Francois desenfundó su arma con un movimiento súbito y disparó dos veces contra el alemán. Los tronidos fueron acallados por el silenciador mientras el cuerpo del soldado caía justo debajo de mis pies. Sus ojos azules me miraron desde el suelo amagando con no apagarse nunca. Nos pusimos en marcha los cuatro, no sin antes cerrar la puerta para que no vieran el cadáver. Surcamos el pasillo en dirección a la locomotora para escapar por el costado que daba a la vía. La estación estaba colmada de tropas. Al llegar al primer vagón, nos topamos con el otro SS que registraba el pasaje. Esta vez fue Armand quien jaló el gatillo propinándole un certero disparo en la cara. El germano logró emitir un quejido, lo que hizo que algunos pasajeros comenzaran a asomarse. Corrimos hasta topar con el maquinista, quien, advertido por nuestro escape, nos saludó con un puño en alto.
Enfundamos las armas justo cuando llegábamos a una gran avenida empedrada. Nos separamos en grupos de a dos que caminaban con una cierta distancia para no despertar la atención de las patrullas. El panorama era tétrico: esvásticas colgando de cada edificio, alambradas de púa por todos lados y estrellas de David pintadas en los maltrechos almacenes. Dos calles abajo nos aguardaba nuestro contacto, Emma. Esperaba parada junto a un viejo farol, en una esquina. Llevaba consigo un pequeño carro para las compras, un vestido negro de verano y una boina que usaba de costado y debajo de la cual caían sus cabellos rojizos agitados con nerviosismo. Intercambiamos una mirada inquieta, asegurándonos de que estábamos conectando con la persona indicada. Su figura comenzó a perderse entre los transeúntes y por el rabillo de su ojo se aseguraba que la siguiéramos. Todos íbamos tras ella con menor o mayor apuro.

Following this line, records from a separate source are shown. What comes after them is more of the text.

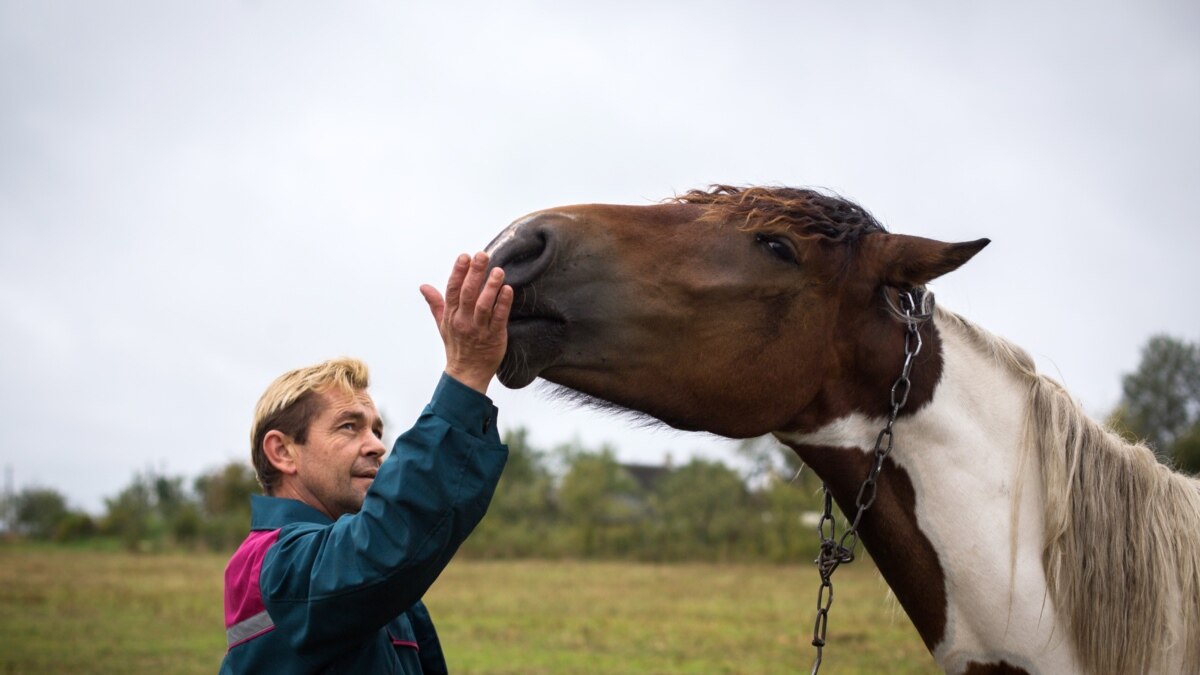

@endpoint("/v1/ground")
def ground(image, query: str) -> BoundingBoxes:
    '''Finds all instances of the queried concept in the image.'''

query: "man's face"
[295,388,386,520]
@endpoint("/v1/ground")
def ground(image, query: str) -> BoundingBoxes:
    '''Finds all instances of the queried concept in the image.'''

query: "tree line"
[0,335,1200,562]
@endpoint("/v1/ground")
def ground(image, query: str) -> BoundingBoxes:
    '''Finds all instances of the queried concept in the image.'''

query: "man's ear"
[263,429,299,476]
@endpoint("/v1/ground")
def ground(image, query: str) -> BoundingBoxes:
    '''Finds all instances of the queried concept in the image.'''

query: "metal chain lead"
[812,291,929,675]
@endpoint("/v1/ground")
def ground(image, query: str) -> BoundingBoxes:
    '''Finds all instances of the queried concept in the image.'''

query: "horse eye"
[755,234,796,264]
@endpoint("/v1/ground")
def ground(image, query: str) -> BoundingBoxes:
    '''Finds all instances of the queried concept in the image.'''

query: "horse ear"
[864,234,991,288]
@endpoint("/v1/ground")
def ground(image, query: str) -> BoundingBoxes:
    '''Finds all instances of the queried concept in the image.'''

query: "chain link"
[812,289,929,675]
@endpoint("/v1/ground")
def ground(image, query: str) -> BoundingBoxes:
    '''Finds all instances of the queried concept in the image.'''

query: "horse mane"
[667,185,887,244]
[935,307,1200,673]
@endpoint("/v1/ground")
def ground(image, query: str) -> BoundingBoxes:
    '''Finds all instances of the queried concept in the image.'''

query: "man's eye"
[755,234,796,264]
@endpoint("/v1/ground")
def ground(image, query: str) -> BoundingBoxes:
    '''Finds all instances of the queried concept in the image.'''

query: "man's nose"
[362,434,388,456]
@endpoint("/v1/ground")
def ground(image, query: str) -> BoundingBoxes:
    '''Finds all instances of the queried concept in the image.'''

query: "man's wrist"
[445,365,494,395]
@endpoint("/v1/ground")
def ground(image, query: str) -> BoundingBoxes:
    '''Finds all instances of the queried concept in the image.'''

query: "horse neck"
[776,312,1078,673]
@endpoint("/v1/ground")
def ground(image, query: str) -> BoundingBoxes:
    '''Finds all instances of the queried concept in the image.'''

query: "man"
[221,253,512,674]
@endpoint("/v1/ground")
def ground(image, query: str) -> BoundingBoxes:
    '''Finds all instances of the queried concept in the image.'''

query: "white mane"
[936,309,1200,673]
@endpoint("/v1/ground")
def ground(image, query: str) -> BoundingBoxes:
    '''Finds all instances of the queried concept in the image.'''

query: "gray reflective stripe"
[226,609,275,647]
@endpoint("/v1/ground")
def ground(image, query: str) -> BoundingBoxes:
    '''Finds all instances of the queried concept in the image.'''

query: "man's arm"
[260,253,512,659]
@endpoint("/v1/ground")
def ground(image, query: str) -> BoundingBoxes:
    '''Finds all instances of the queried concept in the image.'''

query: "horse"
[487,185,1200,675]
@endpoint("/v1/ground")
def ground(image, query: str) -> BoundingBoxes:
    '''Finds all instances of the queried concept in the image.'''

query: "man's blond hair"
[250,357,370,495]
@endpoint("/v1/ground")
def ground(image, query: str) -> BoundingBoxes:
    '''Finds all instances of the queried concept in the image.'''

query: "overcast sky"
[0,0,1200,512]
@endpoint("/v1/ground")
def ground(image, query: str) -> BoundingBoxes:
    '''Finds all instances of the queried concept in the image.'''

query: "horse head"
[488,186,988,437]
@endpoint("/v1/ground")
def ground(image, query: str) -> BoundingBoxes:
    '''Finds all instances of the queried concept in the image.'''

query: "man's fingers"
[490,281,512,331]
[421,283,446,324]
[457,253,487,311]
[475,268,504,327]
[444,253,470,309]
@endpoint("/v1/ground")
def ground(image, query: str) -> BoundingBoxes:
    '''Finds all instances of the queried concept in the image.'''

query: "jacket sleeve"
[259,375,508,658]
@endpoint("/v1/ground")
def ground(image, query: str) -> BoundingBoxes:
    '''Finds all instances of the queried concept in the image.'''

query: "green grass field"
[0,545,937,675]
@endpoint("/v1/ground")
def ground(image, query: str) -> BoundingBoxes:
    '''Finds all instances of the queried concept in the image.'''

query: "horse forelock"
[668,185,886,244]
[936,309,1200,673]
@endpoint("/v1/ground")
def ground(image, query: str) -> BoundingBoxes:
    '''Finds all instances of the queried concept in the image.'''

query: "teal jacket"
[221,376,508,674]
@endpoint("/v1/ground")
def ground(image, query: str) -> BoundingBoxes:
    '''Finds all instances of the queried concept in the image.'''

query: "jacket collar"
[250,495,334,530]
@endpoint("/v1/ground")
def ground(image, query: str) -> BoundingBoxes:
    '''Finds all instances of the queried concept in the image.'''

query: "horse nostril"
[491,222,553,287]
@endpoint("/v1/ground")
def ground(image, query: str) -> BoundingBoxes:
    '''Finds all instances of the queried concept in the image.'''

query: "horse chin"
[497,318,566,389]
[541,375,679,430]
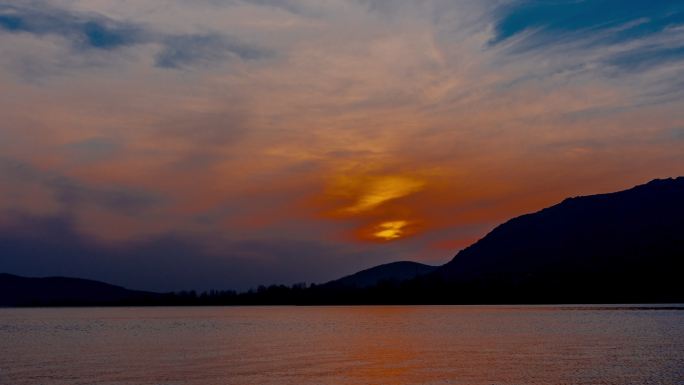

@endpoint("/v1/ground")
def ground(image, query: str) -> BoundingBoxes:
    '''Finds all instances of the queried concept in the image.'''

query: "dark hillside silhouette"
[0,177,684,306]
[0,274,159,306]
[433,177,684,301]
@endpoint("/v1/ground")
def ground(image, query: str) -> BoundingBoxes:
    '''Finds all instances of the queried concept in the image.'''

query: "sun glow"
[373,221,408,241]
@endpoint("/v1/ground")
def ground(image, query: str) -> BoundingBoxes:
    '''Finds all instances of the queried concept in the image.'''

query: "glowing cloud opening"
[373,221,408,241]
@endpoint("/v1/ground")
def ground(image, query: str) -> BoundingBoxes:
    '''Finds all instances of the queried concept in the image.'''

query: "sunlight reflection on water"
[0,306,684,385]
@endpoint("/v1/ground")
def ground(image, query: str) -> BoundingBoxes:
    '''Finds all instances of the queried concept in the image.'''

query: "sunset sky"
[0,0,684,290]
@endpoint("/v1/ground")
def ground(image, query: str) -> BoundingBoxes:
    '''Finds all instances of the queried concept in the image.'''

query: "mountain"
[325,261,437,288]
[0,177,684,306]
[426,177,684,302]
[0,274,159,306]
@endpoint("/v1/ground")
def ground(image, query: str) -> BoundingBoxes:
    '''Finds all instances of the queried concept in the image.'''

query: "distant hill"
[0,274,159,306]
[5,177,684,306]
[427,177,684,302]
[325,261,437,288]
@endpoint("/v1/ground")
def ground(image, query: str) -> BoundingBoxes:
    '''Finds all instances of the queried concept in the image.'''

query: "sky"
[0,0,684,291]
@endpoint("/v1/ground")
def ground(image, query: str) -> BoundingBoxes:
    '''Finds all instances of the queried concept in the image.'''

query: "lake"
[0,306,684,385]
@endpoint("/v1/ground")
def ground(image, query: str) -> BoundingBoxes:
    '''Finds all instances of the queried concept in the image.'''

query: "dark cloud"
[0,3,143,50]
[492,0,684,44]
[0,1,268,69]
[0,215,388,291]
[0,158,164,214]
[155,35,268,68]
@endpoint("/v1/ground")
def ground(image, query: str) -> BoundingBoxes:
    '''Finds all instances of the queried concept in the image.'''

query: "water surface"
[0,306,684,385]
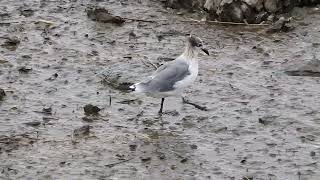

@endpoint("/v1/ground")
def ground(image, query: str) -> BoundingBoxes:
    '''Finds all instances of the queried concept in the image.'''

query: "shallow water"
[0,0,320,180]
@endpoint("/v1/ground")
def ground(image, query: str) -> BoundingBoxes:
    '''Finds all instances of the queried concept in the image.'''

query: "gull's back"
[134,56,190,94]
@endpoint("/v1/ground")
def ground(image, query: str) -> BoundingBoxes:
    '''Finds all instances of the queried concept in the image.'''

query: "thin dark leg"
[158,98,164,114]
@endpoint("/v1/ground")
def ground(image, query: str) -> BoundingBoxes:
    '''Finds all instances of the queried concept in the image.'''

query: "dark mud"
[0,0,320,180]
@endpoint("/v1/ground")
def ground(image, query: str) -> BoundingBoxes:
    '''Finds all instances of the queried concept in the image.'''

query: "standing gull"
[130,35,209,114]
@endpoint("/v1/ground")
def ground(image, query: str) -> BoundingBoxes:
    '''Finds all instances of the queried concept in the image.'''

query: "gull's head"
[188,35,209,55]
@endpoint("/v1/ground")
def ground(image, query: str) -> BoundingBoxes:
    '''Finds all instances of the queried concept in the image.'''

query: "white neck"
[181,42,198,61]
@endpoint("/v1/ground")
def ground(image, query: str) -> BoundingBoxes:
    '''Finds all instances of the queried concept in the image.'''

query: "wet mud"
[0,0,320,180]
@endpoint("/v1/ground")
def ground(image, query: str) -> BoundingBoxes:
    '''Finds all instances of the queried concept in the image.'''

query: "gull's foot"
[182,97,208,111]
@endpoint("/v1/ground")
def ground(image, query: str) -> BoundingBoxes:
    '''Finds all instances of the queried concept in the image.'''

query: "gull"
[130,35,209,114]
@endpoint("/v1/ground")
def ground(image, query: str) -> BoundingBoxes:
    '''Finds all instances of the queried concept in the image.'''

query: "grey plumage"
[130,35,209,114]
[137,58,190,93]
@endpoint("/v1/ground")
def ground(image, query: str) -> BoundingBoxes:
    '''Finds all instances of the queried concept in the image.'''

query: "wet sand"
[0,0,320,180]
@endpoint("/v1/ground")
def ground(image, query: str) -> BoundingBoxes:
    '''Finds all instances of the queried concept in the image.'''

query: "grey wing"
[140,61,191,92]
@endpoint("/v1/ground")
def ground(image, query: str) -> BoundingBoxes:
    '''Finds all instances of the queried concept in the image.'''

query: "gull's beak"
[201,48,210,56]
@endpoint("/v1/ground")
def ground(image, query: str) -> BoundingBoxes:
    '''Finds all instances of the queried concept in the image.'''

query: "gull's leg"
[158,98,164,114]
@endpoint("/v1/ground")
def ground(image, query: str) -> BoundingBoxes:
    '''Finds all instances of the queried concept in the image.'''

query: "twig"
[182,97,208,111]
[123,17,158,23]
[140,59,150,67]
[147,58,158,70]
[104,157,134,167]
[182,19,270,26]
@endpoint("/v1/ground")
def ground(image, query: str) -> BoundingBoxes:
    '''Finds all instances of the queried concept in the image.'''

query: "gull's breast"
[174,61,198,89]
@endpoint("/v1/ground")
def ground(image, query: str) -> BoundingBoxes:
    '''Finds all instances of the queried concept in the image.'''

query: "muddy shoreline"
[0,0,320,180]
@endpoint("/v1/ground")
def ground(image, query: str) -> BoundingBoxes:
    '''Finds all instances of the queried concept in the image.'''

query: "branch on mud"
[182,19,270,26]
[104,157,134,167]
[141,59,158,70]
[182,97,208,111]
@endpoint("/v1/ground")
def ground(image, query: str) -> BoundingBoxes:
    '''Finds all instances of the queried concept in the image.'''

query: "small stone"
[129,144,137,151]
[24,121,41,127]
[1,37,20,51]
[140,157,151,162]
[18,66,32,74]
[0,88,6,101]
[190,144,198,149]
[310,151,316,157]
[180,158,188,163]
[73,125,90,137]
[42,107,52,115]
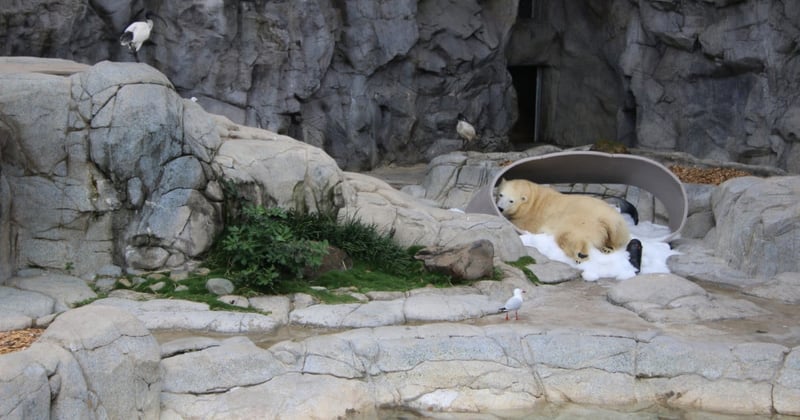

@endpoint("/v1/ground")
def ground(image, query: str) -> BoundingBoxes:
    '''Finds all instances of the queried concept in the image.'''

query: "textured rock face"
[0,0,800,172]
[0,62,222,274]
[621,1,800,171]
[0,59,522,281]
[0,0,515,169]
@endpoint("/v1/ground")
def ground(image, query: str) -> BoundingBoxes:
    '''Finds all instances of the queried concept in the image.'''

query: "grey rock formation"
[0,58,521,280]
[707,176,800,279]
[6,0,800,172]
[40,306,162,418]
[414,239,494,280]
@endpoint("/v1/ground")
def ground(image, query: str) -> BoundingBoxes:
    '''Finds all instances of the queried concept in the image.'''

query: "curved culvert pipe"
[465,151,689,240]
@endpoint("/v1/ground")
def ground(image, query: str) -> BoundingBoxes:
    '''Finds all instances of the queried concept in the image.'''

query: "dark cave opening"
[508,66,542,149]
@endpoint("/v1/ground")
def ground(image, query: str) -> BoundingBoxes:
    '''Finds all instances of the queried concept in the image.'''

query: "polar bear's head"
[497,178,530,217]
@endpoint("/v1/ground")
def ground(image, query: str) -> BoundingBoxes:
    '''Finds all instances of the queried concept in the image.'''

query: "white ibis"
[119,12,157,62]
[456,114,478,145]
[500,289,525,321]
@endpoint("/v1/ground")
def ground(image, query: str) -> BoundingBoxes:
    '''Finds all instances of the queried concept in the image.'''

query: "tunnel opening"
[508,66,542,150]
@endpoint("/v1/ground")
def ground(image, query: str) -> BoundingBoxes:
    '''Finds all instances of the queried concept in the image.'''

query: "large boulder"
[0,306,162,419]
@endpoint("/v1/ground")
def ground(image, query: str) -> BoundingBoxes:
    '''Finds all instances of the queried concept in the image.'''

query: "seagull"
[456,114,478,145]
[499,289,525,321]
[119,12,158,63]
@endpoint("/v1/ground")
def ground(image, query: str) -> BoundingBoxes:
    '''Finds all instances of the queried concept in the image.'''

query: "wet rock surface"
[0,57,800,418]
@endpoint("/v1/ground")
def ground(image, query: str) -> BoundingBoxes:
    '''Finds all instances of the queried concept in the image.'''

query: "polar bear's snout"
[496,194,514,213]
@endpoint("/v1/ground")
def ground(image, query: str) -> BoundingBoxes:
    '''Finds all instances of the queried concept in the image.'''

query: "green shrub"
[212,206,328,290]
[287,213,416,276]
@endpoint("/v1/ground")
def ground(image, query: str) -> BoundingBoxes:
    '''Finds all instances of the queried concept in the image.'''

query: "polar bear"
[497,179,631,263]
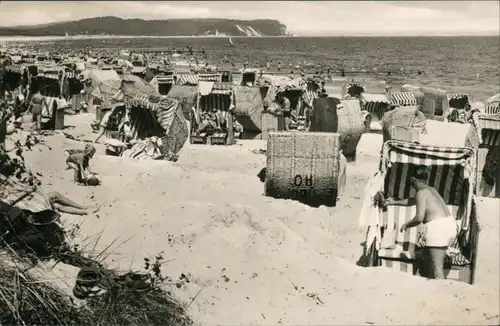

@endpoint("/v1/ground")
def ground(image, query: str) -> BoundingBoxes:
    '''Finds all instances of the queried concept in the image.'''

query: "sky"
[0,0,500,36]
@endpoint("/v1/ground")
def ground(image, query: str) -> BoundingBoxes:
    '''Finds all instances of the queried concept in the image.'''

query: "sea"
[0,36,500,101]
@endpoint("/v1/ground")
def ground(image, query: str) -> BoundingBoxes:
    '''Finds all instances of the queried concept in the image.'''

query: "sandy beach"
[5,114,500,325]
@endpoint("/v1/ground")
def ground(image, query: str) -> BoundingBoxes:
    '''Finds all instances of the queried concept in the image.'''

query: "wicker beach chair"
[372,140,479,284]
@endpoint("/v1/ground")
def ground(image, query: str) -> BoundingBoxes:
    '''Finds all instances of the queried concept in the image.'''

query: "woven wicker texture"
[234,86,264,131]
[421,87,448,115]
[382,106,426,142]
[167,85,198,120]
[337,100,365,157]
[260,113,285,140]
[476,146,500,198]
[265,132,340,207]
[161,100,189,154]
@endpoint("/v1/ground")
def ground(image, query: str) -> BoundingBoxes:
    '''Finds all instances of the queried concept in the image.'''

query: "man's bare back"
[415,186,451,223]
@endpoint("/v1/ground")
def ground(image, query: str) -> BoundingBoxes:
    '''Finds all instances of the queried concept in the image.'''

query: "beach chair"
[372,140,479,284]
[466,114,500,198]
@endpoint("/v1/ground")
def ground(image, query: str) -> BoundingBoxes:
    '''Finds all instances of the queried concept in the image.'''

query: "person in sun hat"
[66,144,96,183]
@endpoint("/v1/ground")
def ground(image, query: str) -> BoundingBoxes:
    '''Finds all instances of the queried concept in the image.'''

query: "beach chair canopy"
[360,93,390,120]
[391,92,417,106]
[381,140,475,206]
[473,114,500,147]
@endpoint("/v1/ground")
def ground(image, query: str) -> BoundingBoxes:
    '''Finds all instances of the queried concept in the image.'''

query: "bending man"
[386,166,457,279]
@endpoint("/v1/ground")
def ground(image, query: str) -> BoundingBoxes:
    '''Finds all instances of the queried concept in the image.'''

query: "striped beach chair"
[376,140,479,284]
[391,92,417,106]
[485,93,500,114]
[467,114,500,197]
[361,93,390,121]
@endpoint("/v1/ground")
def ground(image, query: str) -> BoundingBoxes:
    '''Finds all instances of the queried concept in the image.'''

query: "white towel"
[358,172,384,250]
[358,172,384,229]
[198,81,215,96]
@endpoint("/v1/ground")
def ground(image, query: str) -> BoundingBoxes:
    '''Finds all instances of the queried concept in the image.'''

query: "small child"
[66,145,96,183]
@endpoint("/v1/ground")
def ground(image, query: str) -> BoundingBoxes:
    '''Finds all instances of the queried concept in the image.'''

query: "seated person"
[386,166,458,279]
[196,110,220,134]
[66,145,96,183]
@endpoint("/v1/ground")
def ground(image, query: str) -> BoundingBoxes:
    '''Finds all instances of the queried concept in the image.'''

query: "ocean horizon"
[0,35,500,100]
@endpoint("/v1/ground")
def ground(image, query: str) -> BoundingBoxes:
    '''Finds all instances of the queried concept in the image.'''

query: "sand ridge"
[10,115,500,325]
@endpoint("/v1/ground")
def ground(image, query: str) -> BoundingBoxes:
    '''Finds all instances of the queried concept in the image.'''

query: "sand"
[8,114,500,325]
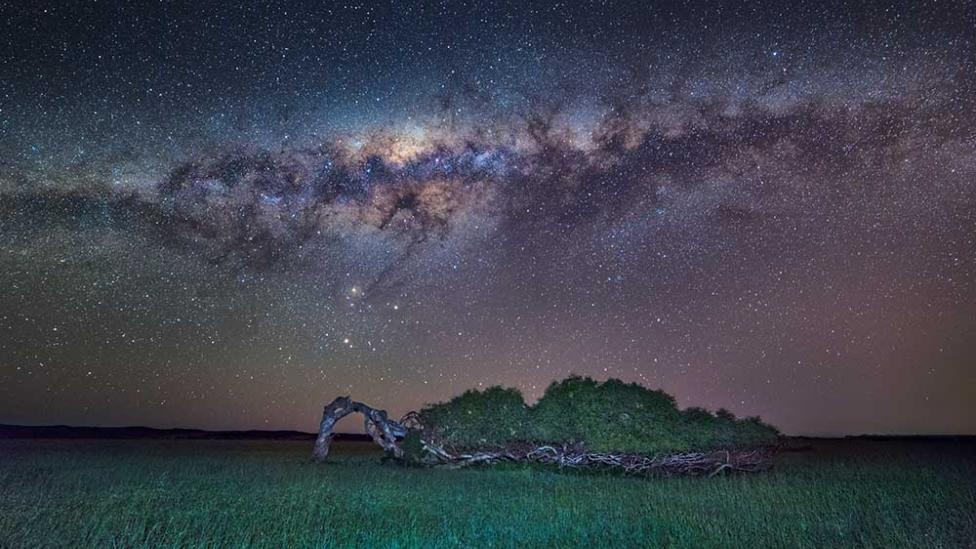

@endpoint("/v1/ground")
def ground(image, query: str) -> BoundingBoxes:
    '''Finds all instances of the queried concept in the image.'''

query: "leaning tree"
[313,382,772,475]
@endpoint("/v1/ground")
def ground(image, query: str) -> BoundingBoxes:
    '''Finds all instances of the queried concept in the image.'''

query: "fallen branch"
[313,397,773,476]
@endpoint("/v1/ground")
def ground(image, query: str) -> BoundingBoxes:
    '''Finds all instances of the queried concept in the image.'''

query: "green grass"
[0,440,976,548]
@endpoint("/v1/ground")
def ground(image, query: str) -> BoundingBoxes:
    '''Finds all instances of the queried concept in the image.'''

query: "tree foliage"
[420,376,778,454]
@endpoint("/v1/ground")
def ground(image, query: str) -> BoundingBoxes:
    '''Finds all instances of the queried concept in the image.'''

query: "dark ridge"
[0,424,370,441]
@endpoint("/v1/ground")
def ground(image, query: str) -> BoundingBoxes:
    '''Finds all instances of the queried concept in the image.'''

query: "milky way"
[0,2,976,433]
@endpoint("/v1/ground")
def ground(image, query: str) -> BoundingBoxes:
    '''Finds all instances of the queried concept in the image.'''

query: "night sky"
[0,0,976,434]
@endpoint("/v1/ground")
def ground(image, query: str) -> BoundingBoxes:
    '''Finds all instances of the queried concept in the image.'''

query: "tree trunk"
[312,397,407,461]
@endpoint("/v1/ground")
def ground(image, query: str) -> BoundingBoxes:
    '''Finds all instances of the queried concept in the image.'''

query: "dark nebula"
[0,1,976,434]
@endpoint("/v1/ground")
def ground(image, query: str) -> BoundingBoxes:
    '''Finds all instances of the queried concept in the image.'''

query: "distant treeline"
[420,376,779,454]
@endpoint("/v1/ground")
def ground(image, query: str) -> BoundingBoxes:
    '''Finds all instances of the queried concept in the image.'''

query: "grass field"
[0,440,976,548]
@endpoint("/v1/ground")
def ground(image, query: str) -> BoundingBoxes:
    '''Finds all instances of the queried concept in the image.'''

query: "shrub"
[420,386,531,447]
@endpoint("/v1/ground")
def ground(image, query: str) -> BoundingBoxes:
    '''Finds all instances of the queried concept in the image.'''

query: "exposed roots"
[313,397,773,476]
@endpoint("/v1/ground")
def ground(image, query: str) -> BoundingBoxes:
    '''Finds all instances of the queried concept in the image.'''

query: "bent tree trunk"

Vimos con horror como un grupo de soldados se llevaba en un automóvil a un joven con su padre. Allí sentimos un miedo que pareció no perturbar a nuestra guía, quien continuaba firme su marcha por las grisáceas planicies. Tras trescientos metros a pie, se sumergió en un pequeño y pestilente callejón, donde ingresó por una puerta oxidada. Entramos todos. Era un bar de mala muerte. Había marinos locales, gamberros y prostitutas que bebían escapando de las garras alemanas. Surcamos el salón tras Emma, que se zambulló en una oscura escalera. Bajamos y dimos con un sótano inmenso. Casi chocamos contra una gran mesa de madera sobre la que reposaba un mapa de la región lleno de marcas y cruces hechas a mano. Tres hombres lo contemplaban con atención. Contra la pared había una pila de fusiles que se amontonaba desprolijamente junto a un equipo de comunicación y algunos cascos enemigos apilados junto a una repisa. Reconocí la cara de Igor, un viejo yugoslavo que estaba junto a nosotros desde que el movimiento se inició. Me lanzó una sonrisa brillante.